April natural gas futures reached $10/MMBtu on Friday as many market insiders had been expecting this week, but the visit was short-lived as the prompt-month contract beat a hasty retreat. After notching a low of $9.705, April ended up closing at $9.769, up 2.7 cents from Thursday’s close and 40.3 cents higher than the previous Friday’s close.

With front-month natural gas climbing $2.03 since the beginning of February, market participants continue to debate the cause. While some point to supportive fundamentals, others blame the influx of new speculative money coming into the commodities market.

“I don’t know whether the run-up to $10 coincided with a little rally in crude or not, but we still have cold weather and below-average temperature expectations in the eight- to 14-day forecast,” said a Washington, DC-based broker. “We certainly have some fundamental support behind this move. We are working down storage supplies, and I would call the supply-demand picture pretty bullish.

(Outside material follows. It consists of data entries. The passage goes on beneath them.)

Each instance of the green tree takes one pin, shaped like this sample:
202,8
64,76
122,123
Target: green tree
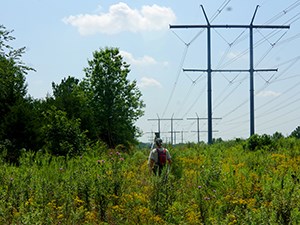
62,136
15,115
70,96
115,100
296,133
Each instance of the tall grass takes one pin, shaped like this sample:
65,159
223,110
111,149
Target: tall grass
225,183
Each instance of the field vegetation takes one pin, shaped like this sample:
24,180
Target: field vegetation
254,181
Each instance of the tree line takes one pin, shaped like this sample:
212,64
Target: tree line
103,106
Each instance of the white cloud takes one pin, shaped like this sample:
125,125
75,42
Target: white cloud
148,82
121,17
268,94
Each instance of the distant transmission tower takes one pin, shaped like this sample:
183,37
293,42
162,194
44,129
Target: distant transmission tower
209,69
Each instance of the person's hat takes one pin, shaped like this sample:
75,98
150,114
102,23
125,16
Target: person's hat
158,141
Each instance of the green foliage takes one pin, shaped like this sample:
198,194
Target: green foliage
221,183
62,136
15,116
115,100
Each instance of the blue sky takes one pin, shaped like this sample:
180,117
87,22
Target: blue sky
60,37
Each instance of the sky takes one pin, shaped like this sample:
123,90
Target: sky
60,37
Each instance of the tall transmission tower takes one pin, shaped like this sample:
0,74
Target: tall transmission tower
209,69
172,129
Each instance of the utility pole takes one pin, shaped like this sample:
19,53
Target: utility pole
198,124
209,69
172,130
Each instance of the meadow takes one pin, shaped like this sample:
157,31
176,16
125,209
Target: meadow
233,182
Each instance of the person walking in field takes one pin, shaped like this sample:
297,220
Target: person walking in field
159,157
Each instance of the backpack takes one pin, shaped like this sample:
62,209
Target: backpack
162,157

It is certainly less short-term bearish than it was eight months ago when we had the big storage overhang.”

He added that traders are likely to try and take advantage of the Btu price differential between natural gas and crude. April crude closed Friday at $105.15/bbl, which roughly calculates to $17.525/MMBtu, or a $7.756 premium to April natural gas futures. “You also have to remember that someone is going to redo the calculation on how many Btus you get for a contract of natural gas versus for a contract of crude oil,” the broker noted. “They are going to find that one is underpriced and one is overpriced and decide to arbitrage the difference.”

The broker added that new money is definitely coming into commodities from the equity arena, but he does not believe it is in bubble mode. “There is still more room for money to flow into the commodity indexes. I don’t think we are in the bubble mentality yet.”

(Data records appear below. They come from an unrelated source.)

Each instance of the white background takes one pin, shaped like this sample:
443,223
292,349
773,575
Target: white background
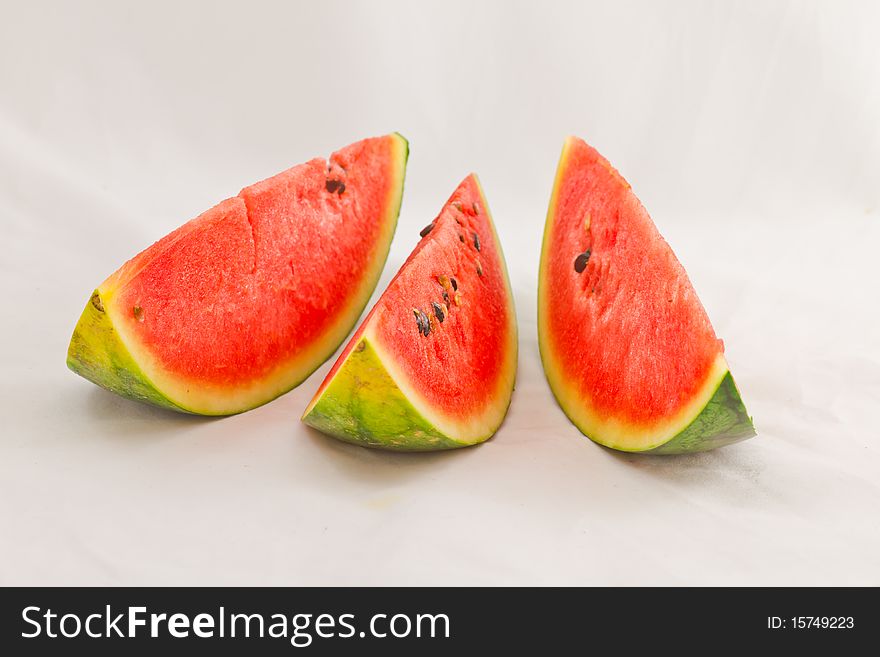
750,130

While front-month futures soared above resistance at $9.820, the broker said the key point on the day is that the market did not settle above it. “I would say right now we are in a moderate uptrend, not a hyperbolic uptrend. We might be ready for a little pullback down to the trendline before another rally that might take us convincingly through $9.820. That is our first number to get through, and I think it will happen because this move up has not felt labored yet. If we get above $9.820, $10.350 is one of our technical objectives, followed by $11.600. We do think this is probably the last part of the advance that we have been in since late August 2007. When this completes, whether it be at $9.820, $10.350 or $11.600, we expect a more significant setback, which will be more than a correction in a bear market. First things first, we have to find the top.”

Going into Friday’s session, technicians and analysts were seeing both a strong fundamental and technical undertone to the market. “To begin the week, we were expecting an immediate rally to our $10.200 to $10.400 resistance zone or a failure near $9.870 leading to a few weeks of congestion,” said Walter Zimmerman of United Energy. He conceded the bearish argument that might consider the April contract’s failure to breach $9.876 as “failing at resistance,” but Zimmerman still sees the bullish case intact. Unless spot futures can “manage a 40-cent decline,” the weekly candlestick pattern indicating a market top will not be confirmed.

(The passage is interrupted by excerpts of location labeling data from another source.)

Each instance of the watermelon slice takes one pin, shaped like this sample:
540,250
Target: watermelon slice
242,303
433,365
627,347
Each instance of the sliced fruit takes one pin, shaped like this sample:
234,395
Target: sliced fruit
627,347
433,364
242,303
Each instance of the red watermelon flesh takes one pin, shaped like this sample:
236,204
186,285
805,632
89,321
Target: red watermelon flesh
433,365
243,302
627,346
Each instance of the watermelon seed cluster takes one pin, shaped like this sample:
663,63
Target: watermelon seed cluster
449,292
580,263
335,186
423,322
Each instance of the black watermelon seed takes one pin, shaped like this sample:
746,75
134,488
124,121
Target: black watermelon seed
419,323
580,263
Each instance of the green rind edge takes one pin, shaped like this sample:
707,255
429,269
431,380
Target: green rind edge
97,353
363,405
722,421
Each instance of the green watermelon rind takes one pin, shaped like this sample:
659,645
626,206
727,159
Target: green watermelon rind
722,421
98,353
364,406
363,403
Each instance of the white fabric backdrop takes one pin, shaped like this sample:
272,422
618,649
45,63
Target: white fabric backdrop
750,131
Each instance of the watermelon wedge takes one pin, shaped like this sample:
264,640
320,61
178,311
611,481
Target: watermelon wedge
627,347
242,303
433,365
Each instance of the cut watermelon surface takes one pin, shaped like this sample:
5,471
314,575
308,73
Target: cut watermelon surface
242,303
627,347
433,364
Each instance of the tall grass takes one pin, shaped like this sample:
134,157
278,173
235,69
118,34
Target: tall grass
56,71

Those who closely analyze supply-demand figures also see prices advancing. “We still view the ongoing dynamic of a major contraction in the supply surplus as capable of supporting the front of the curve despite this late stage of the heating cycle,” said Jim Ritterbusch of Ritterbusch and Associates. He noted that Thursday’s release of inventory figures showing a somewhat-below-expectations 135 Bcf withdrawal may have dampened buying, but “the supply excess against five-year average levels has shrunk to a mere 63 Bcf and an erasure of this remaining surplus is looking increasingly likely by month’s end.

“All factors considered, we expect further price strength while also suggesting that some late-winter cold temperature updates may be required to push values appreciably higher at the start of [the coming] week,” he said in a note to clients.